The Canterbury MP also queried being called a "transphobe" for "knowing that only women have a cervix".

Sir Keir declined to call her remarks transphobic, but did tell The Andrew Marr Show on BBC One: "It is something that shouldn't be said. It is not right.
Duffield
© The TelegraphRosie Duffield, the Labour MP for Canterbury, has received threats over her views on transgender rights
"I spoke to Rosie earlier this week and told her conference is a safe place for her to come, and it is a safe place for her to come.

"We do everybody a disservice when we reduce what is a really important issue to these exchanges on particular things that are said."

Sir Keir added: "We need to have a mature, respectful debate about trans rights and we need to bear in mind that the trans community are amongst the most marginalised and abused communities, and wherever we've got to on the law, we need to go further."

Health Secretary Sajid Javid accused Sir Keir of a "total denial of scientific facts".

"And he wants to run the NHS," the Tory MP tweeted.

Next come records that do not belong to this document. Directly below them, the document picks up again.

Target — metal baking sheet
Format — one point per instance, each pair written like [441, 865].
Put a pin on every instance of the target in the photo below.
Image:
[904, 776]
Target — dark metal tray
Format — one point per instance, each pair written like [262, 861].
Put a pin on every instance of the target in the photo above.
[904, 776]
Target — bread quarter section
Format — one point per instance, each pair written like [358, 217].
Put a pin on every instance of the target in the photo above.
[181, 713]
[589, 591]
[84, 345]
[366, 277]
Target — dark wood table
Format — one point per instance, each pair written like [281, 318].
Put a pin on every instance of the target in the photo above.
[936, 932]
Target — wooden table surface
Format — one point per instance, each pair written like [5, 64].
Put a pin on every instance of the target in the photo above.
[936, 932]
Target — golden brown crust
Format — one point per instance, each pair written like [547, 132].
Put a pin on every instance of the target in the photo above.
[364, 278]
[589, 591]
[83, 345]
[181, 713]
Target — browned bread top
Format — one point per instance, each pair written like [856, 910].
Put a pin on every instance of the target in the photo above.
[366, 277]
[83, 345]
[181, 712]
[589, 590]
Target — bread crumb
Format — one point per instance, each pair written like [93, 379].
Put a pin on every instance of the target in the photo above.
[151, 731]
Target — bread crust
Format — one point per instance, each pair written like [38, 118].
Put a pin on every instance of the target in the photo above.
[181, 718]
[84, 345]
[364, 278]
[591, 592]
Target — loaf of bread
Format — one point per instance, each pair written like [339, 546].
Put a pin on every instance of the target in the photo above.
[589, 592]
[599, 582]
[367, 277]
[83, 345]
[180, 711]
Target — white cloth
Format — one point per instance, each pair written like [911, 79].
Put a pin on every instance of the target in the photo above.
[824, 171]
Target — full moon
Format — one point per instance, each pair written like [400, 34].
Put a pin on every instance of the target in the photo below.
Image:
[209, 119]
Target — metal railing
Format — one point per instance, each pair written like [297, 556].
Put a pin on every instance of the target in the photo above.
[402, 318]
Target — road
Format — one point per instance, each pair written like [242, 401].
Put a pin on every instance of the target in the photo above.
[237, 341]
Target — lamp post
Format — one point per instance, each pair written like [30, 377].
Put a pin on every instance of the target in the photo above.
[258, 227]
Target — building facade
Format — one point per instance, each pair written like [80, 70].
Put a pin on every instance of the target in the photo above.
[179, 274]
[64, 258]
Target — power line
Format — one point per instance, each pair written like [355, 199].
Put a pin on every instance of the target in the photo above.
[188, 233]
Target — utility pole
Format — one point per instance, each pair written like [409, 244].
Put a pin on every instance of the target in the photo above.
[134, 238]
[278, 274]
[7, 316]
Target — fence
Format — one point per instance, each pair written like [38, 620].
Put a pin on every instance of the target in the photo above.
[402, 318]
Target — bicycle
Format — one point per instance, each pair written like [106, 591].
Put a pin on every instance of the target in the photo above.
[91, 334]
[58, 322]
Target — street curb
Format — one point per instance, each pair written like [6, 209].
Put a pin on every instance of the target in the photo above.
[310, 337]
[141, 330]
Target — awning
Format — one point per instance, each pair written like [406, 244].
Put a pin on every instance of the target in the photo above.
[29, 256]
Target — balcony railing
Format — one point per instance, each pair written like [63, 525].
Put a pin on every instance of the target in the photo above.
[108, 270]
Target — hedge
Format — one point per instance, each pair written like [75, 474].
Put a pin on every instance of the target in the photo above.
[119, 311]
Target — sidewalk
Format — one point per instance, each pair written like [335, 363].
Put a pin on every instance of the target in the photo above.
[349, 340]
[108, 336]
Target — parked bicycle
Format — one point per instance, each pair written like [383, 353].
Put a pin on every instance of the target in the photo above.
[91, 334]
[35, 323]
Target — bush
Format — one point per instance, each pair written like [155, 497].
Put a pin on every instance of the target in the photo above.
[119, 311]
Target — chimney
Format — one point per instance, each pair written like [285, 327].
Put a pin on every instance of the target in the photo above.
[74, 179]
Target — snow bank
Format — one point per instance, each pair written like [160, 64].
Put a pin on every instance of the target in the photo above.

Comment: Whilst Javid is right, he's also an MP for the ruling Conservative party that oversaw a recent ruling that gives children access to harmful hormone blocking drugs used in the transgender industry, his party also implemented new legislation that makes it even easier for adults to 'change their gender' for just £5.


Deputy Labour leader Angela Rayner said she was shocked by the level of abuse aimed at female politicians and it was a "concern" that Ms Duffield felt unable to attend the conference.

Ms Rayner told Sky News: "What I have been shocked by, especially my female colleagues - and that's Conservative female MPs as well - is the level of misogynist abuse they get."

She promised "robust" action against any Labour member who targets Ms Duffield.

"Rosie deserves our full support and protection against that and she would get that. If she had come to conference, we would have risk-assessed and made sure that she had every bit of support that she needed to be here.

Robust response to abuse

"Anybody who abuses Rosie Duffield who is a member of the Labour Party would go through our formal complaints procedure and I would expect a robust response on it."

Wes Streeting, the shadow child poverty minister and a close ally of Sir Keir, signalled his agreement with his party leader by retweeting a report of his comments about Ms Duffield.

But Mark Jenkinson, the Tory MP for Workington, wrote that Sir Keir "has well and truly lost control of his own party, and of reality".

"Rosie Duffield can't attend [Labour's] own conference for fears over her safety after she stood up for women in the face of Hard-Left misogyny," he said. "Weak Sir Keir refuses to stand up for women."

Brendan Clarke-Smith, another member of the 2019 'Red Wall' intake of Conservative MPs, wrote: "Only women have a cervix. There, I said it, it's not difficult. Women also have a right to women-only spaces.

"Speaking up in defence of women's rights doesn't mean that we can't respect how others wish to live their lives."

Jackie Doyle-Price, the Conservative MP for Thurrock, said the Conservatives "would be laughing all the way to the ballot box" at Sir Keir's comments.